University site down for maintenance almost every week for 2-3 days over the past 6 months !

It is not exactly a "university" site, but an american organization for graduate applications. It is a very important system used by thousands of graduates across the world but in order to follow the application process I had to always check the announcements of maintenance and down time!!

I wonder what kind of servers they are running?
If their systems had FreeBSD servers would it be the same ?
 
There have been recent security updates for OpenSSH, OpenSSL, PHP, MySQL, curl, etc., etc., etc. so depending on the resources behind the site (and IF it was using Open Source Software) some downtime is fairly inevitable (assuming the downtime is down to server updates).

Scheduled downtime is better than unplanned. e.g. https://mashable.com/article/faa-grounded-flights-deleted-files

Given enough resources you could aim for closer to 100% uptime.

And sometimes the changes made to make things (e.g. uptime) "better" actually make things worse e.g.

 
As it's recurring downtime every week, it sounds more likely to be some kind of slow backup or synchronization job.

If the former, probably a 100GB+ database full of blobs containing PDF copies of every exam, assignment, report etc dating back to 1970, being backed up with mysqldump or pg_dump, tar-zipped onto some Windows network drive over the SMB protocol.

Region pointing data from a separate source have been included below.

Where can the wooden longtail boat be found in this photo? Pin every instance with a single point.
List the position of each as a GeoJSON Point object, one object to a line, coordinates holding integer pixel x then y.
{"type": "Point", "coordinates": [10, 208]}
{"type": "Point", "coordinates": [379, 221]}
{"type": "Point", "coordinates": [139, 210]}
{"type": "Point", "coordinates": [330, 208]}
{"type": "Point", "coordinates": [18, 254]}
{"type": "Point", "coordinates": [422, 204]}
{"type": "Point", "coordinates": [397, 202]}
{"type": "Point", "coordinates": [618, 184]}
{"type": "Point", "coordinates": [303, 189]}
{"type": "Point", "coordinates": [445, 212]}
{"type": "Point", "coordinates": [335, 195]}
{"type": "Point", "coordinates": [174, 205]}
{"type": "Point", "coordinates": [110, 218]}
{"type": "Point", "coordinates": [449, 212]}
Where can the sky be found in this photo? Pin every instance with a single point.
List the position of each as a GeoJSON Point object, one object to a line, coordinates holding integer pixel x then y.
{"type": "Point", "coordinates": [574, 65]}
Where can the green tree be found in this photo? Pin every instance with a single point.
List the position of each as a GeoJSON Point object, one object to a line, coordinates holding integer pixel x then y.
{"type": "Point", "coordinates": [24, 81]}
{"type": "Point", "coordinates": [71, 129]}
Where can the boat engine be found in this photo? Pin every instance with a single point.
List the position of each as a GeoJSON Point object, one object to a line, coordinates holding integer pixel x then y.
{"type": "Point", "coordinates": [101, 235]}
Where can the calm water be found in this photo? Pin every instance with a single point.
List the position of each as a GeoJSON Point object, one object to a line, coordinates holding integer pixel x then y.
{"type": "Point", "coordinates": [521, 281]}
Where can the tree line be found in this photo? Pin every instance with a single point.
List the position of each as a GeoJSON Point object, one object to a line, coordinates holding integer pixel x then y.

If the latter, perhaps a sync between two or more database systems. Probably using the state-of-the-art Airflow Python library with Pandas and machine learning for proper data engineering, written by a team of contractors from the university's favourite consultancy company.
 
As it's recurring downtime every week, it sounds more likely to be some kind of slow backup or synchronization job.
I missed the part about 2-3 days downtime every week - that is odd.

Don't think the operating system choice would be a key factor here - something else is wrong. Could be time-consuming backups as you say, dbdemon.
 
Is someone pay for the web-hosting/web-dev/support?
Just try to ask them about a source of downtime.
In my opinion, someone just studying "how to support the web-site" and use your site as a playground.
Usually hobby-sites on home-servers may have better uptime than you specified.
Experienced web-devs in cooperation with experienced web-admins can easily provide site with overall downtime less than 1 day per year.
But you should to understand than better results require more and more money and a lot of hard work.
Nowadays we have a lot of web-technologies to have a site with 100% uptime. You just should to hire experts and give them a wagon of money.
 
You may have success with checking which courses are running at that time and having a good look at whatever "web-dev" course is in that time frame. Maybe some teacher uses the web server as his playground for the students. In that case, you need to see if a kind word or a big stick is in order.